350 rub
Journal Information-measuring and Control Systems №2 for 2013 г.
Article in number:
Extraction of the significant information from files of not structured texts
Authors:
А.I. Zaharenkov, A.V. Sokolov
Abstract:
Function of extraction of the facts from the natural language data should be one of the basic functions of information-analytical system. For this purpose in structure IAS the model of the facts and knowledge base model should be generated. This models should meet following requirements: Thesaurus presence; The data demanding processing should be rubricated; The data, should be registered taking into account maintenance of contextually-reference search; Presence of base of the rules, expanded while in service IAS. The model of a following kind is applied to the description of the facts: , Where ? slot with a name of the subject of the fact (initiates action); ? slot with a name of object of the fact (the object describes result of action); ? slot with a predicate (the semantic relation between the subject and object); Existing methods of extraction of the facts [1-4] are based on extraction from text given сущностей (names of the organisations, names of settlements, etc.) with the subsequent to searches of interrelations between them. However the specified methods have following restrictions: Possibility of formation of summaries and endurances from considered text documents is not provided; There is no possibility of elimination of uncertainty in the presence of identical factors in various sources of the initial data. The method of extraction of the facts from the text documents presented in Russian and English languages, based on use of the rules set by experts is developed. For realisation of a method of extraction of the facts from texts the knowledge base defining rules of extraction entities and relations between them is preliminary generated. The method represents sequence of stages on revealing of minimum syntactic units and to an establishment of communications between them with maintenance of automatic formation of summaries.
Pages: 9-16
References
  1. Sunita Sarawagi // Information Extraction ? Foundations and Trends in Databases. 2007. V. 1. № 3. Р.261-377.

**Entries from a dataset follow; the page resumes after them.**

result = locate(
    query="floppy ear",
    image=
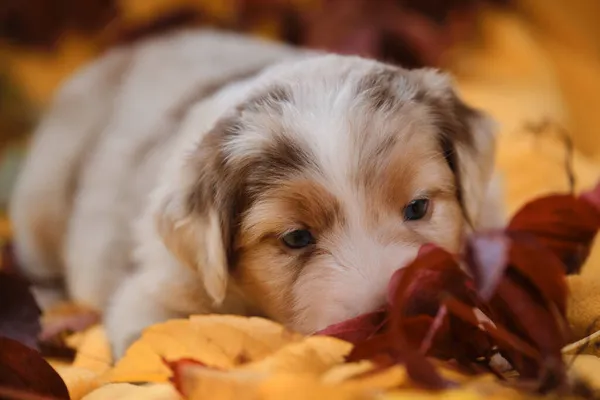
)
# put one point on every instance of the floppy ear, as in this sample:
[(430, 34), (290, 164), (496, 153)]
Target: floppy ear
[(467, 137), (195, 210)]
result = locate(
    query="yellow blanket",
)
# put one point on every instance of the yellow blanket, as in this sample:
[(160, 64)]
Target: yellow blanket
[(537, 66)]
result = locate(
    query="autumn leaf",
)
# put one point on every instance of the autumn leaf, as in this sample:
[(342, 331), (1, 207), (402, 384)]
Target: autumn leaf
[(19, 312)]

  2. Hamish Cunningham // Automatic Information Extraction. 2004.
  3. Fabian M. Suchanek // Information Extraction. 2011 //  suchanek.name/work/ teaching/IE2011a.pdf.

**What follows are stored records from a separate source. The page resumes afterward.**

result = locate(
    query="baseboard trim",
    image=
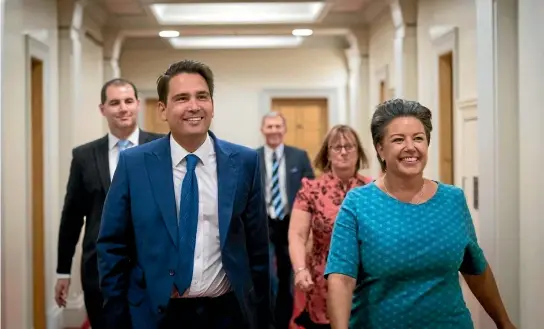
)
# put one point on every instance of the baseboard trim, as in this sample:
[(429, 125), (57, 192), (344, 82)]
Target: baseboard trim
[(54, 318), (74, 314)]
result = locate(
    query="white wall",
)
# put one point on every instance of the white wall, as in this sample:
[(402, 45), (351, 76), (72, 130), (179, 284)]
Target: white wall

  4. Fabian M. Suchanek // Natural Language Processing. 2011 // http://suchanek.name/work/teaching/ ? NLP2011senegal /NLP2011senegal.pdf.
  5. Кониченко А.А., Соколов А.В. Классификация последовательностей сигналов, основанная на кодах // Информационно-измерительные и управляющие системы. 2012. № 2.

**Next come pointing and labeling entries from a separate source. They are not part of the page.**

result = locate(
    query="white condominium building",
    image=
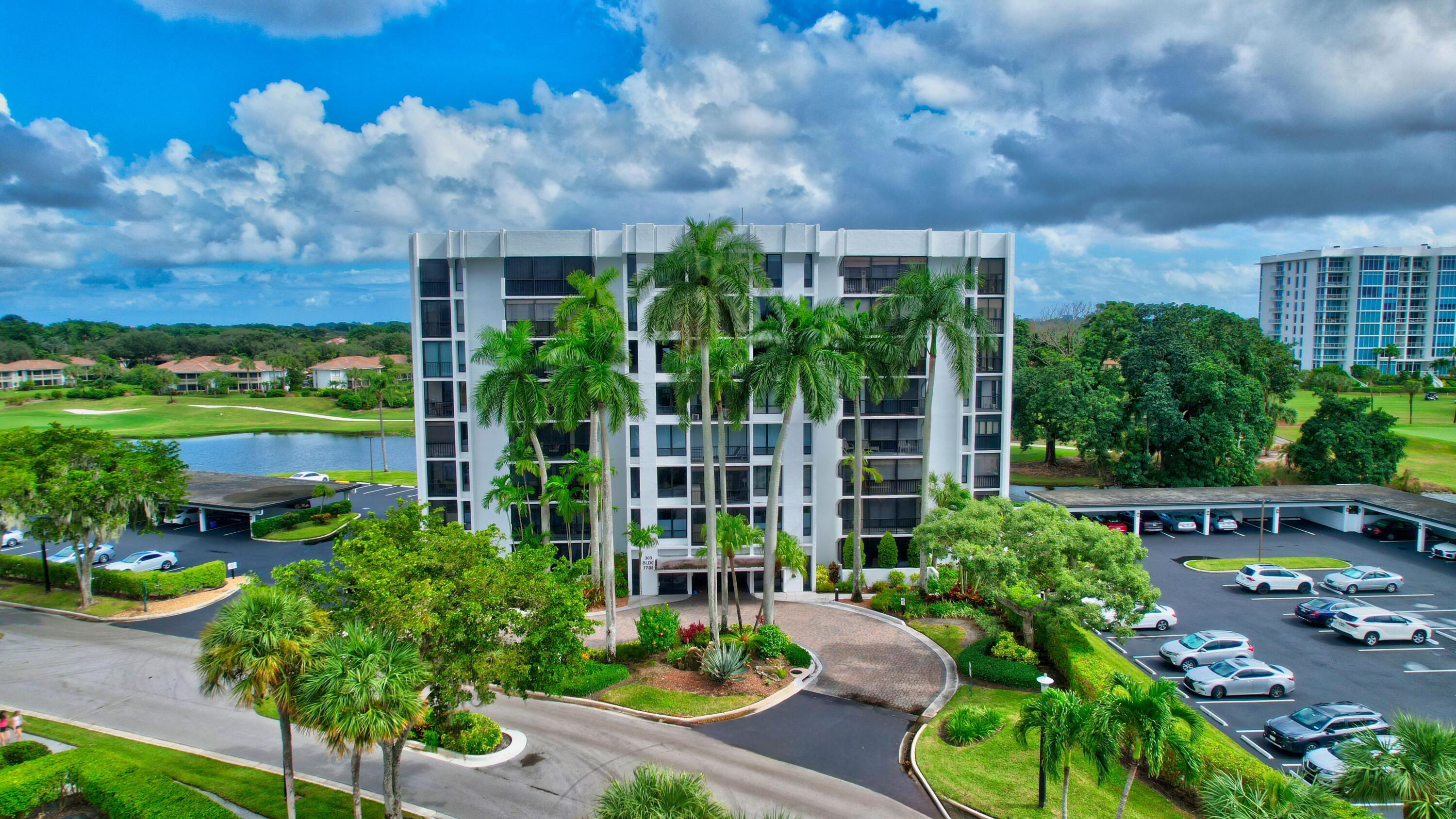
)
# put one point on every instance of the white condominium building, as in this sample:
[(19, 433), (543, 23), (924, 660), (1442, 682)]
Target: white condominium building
[(1346, 305), (466, 281)]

  6. Бутов А.Л., Миргалеев А.Т. Метод извлечения фактов в информационно-аналитических системах из информации, представленной на естественном языке //Информационно-измерительные и управляющие системы. 2012. № 2.
  7. Миргалеев А.Т., Теплова В.В. Подход к формализации задачи оценки времени эвакуации людей с этажа образовательного учреждения в информационно-аналитических системах пожарной безопасности // Информационно-измерительные и управляющие системы. 2012. № 2.